Temps de lecture estimé: 8 minutes
©FIDA/ Todd M. Henry

Le café et le chocolat peuvent faire bien davantage que nous aider à nous réveiller au saut du lit.

Depuis sept ans, le projet NICADAPTA (ou Projet d’adaptation aux marchés et au changement climatique) contribue à améliorer les revenus et la qualité de vie de plus de 45 000 familles au Nicaragua en favorisant le développement durable de la production de café et de cacao. Il est financé par le FIDA et exécuté par le Ministère de l’économie familiale communautaire, coopérative et associative (MEFCCA),

Les équipes du projet travailler en étroite collaboration avec les coopératives de producteurs et leurs membres, dont beaucoup de femmes et de jeunes, afin de faciliter leur accès aux marchés lucratifs du café et du cacao et de renforcer leur résilience face aux changements climatiques. Les bénéficiaires du projet jouissent ainsi d’une vie non seulement plus douce, mais aussi meilleure. Dans tous les sens du terme.

Meylin arrive au bar-café

Le bien-être de la communauté – et celui de la planète

Duskaia signifie en miskito « le bien-être de la Terre ». C’est aussi le nom du bar-café géré par un groupe de 10 jeunes entrepreneurs de San Juan del Río Coco, une petite ville du département de Madriz, dans le nord du Nicaragua. Le projet est parti de l’idée d’unir deux de leurs passions: refaire le monde et boire du café.

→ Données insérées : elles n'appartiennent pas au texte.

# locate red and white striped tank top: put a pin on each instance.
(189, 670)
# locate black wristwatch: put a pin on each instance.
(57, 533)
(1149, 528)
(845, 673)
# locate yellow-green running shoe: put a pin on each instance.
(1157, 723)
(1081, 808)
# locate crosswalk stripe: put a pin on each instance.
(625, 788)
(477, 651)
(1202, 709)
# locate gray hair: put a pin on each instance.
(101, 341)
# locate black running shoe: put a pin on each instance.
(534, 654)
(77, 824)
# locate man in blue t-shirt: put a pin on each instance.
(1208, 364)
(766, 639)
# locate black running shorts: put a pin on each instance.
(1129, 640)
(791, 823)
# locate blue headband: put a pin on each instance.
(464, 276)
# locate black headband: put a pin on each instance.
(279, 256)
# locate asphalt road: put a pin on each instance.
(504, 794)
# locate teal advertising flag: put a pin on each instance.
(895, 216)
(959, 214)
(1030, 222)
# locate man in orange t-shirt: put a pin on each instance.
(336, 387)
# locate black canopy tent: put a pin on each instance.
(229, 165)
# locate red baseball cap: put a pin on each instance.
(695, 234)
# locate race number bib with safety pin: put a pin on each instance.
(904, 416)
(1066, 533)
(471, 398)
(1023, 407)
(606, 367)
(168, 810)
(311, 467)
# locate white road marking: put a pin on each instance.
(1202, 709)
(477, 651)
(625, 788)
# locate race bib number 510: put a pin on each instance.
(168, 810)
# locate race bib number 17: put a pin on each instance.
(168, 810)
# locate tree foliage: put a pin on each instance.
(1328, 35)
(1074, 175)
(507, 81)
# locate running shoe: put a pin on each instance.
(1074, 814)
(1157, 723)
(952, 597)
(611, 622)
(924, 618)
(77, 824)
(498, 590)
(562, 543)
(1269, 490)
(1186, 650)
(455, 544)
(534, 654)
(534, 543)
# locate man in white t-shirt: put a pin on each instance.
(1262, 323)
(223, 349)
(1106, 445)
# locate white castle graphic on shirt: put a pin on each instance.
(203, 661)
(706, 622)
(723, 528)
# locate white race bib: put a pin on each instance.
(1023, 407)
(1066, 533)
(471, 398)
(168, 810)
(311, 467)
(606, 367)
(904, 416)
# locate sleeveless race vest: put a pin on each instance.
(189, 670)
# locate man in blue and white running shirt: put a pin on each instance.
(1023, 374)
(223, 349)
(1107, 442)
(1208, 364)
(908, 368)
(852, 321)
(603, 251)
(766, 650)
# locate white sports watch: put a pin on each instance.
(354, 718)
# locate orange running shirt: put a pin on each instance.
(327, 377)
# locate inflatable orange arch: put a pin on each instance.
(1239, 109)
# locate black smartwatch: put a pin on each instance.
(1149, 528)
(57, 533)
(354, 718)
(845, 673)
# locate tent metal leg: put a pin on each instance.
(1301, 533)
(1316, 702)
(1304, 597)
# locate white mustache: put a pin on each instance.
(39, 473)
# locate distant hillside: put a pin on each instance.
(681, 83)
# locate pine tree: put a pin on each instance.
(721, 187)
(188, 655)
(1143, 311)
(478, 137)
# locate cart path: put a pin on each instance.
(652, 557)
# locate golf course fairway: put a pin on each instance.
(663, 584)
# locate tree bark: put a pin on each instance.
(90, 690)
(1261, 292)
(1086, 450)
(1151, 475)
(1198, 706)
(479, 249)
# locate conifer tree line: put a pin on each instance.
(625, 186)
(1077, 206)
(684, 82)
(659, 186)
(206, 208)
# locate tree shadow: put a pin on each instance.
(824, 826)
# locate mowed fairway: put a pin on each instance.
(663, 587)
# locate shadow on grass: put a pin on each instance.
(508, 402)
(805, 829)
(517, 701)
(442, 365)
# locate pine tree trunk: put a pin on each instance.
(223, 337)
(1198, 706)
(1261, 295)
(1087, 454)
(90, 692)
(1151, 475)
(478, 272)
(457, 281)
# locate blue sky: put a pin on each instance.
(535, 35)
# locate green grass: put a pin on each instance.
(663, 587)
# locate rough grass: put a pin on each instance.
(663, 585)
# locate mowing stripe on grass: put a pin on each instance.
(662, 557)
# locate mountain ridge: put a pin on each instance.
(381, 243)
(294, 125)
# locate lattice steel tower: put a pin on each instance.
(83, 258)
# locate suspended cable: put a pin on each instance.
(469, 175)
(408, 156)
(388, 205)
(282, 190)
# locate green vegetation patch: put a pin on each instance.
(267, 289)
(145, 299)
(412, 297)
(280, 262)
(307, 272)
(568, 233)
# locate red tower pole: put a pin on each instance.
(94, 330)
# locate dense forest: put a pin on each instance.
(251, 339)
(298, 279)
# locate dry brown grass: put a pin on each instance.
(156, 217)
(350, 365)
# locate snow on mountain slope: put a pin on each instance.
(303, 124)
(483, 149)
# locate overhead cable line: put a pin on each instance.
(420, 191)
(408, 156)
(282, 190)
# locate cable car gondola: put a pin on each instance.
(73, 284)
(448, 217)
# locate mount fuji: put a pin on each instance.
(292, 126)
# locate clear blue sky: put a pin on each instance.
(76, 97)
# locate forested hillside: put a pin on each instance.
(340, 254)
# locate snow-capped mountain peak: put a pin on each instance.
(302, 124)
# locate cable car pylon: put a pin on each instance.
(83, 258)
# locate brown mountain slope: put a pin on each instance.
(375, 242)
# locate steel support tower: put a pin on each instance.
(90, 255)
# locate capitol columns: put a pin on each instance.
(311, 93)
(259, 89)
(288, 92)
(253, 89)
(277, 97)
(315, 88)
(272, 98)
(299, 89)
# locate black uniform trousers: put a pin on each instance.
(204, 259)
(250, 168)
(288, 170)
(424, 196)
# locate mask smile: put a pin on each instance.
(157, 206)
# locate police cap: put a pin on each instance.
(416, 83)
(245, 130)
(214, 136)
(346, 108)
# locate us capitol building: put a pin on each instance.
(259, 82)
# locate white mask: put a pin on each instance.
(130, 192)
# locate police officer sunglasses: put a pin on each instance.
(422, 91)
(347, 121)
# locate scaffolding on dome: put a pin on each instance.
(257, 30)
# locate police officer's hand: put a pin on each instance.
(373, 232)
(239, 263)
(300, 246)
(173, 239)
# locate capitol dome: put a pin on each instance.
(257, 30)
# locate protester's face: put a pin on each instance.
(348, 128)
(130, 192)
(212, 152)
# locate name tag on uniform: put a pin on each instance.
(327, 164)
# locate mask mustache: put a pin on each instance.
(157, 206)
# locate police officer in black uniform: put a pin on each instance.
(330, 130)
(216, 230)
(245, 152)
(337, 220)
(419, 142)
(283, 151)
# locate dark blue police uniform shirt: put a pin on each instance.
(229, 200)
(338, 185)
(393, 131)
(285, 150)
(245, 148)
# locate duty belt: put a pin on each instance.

Meylin Moreno, une jeune architecte, a quitté la capitale Managua pour revenir dans sa ville natale afin de rejoindre le groupe et de poursuivre son rêve. « Nous baignons presque tous dans le monde du café depuis notre naissance », explique-t-elle. « La passion du café nous anime. Nous voulons non seulement servir du café, mais aussi le faire dans une atmosphère agréable. »

Duskaia est plus qu’un simple bar-café – c’est un lieu qui met à l’honneur la culture et la tradition chaque jour. L’établissement propose également une carte complète de plats locaux typiques préparés avec des produits cultivés par la coopérative agricole Coagroalianza, dont les 10 entrepreneurs sont membres.

Le groupe bénéficie désormais de l’appui de Coagroalianza et du projet NICADAPTA. Dans le cadre du projet, les 10 associés – cinq hommes et cinq femmes – ont notamment reçu une formation complète, couvrant un large éventail de sujets, des bonnes pratiques agricoles à la préservation de l’environnement, en passant par la comptabilité, le marketing et les relations publiques.

« Nous avons beaucoup changé », affirme Meylin. « Nous sommes maintenant plus motivés et plus créatifs, plus reconnaissants aussi et avons un plus grand sens de l’humain. Nous faisons tout cela pour nous-mêmes, mais aussi pour nos familles et notre communauté. Nous voulons faire savoir à nos parents que nous sommes prêts à reprendre le flambeau. »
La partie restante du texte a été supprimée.